I've just today come across a discussion on the CEMB forum, It's 13pp long and after the reading the first page I'm reeling. (No jinn needed!)
It covers the development of the Koran from its Jewish and Christian origins, its multiple authors, its position in the forming of the Arab Empire and its languages.
Much of the stuff is new to me mentioning authors since Luxenberg, Puin and Crone et al. There are probably enough leads for a month of study although much of it is over my head. It's perhaps best summarised by poster "shaytanshoes" towards the end of the first page
Not surprisingly, another poster answers that last question with a YES.In a nutshell, the Qur'anic base was actually commentary in a North Arabic dialect mixed with Syriac liturgy aimed at introducing Judaic/Christian teachings to Levantine Arabs circa 600 AD, maybe preached by an apocalyptic prophet named Muhammad who died before the conquest of Palestine.
The Umayyads then consolidated control over competing tribes by codifying the religion, the Qur'an and Islamic teachings by taking these disparate texts and Zubayr's Mecca-focused ideology as their own, although that process wasn't complete until the mid 700's. Unfortunately they didn't have the historical, cultural or linguistic context to make sense of the original rasm text. The text may have remained fairly static but the society around it had changed radically.
Is that the correct idiot's guide version of it? Smiley
There are so many new critical studies looking at the Qur'an from linguistic, historical and cultural points of view that I think we're in a kind of golden age for skepticism. I find it weird that most Western non-Muslim scholars are still afraid of digging in with sharp knives into the carcass of the Qur'an... Are they scared of being physically harmed by fanatics or having their funding cut by Islamophobia-phobic administrators?

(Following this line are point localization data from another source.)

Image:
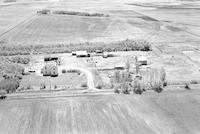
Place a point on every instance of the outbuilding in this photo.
(82, 54)
(142, 60)
(119, 67)
(50, 70)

I'm left wondering whether i still have the capacity to sit down and make notes as if I were still at university - I certainly can't take in so much new stuff at one sitting. Unfortunately, it reads as though the books derived from the new scholarship are few and far between and very expensive. One wag suggests that that's to keep them out of the hand of fanatics. (lthough IS would probably burn the fanatics along with the books if they caught them with them!)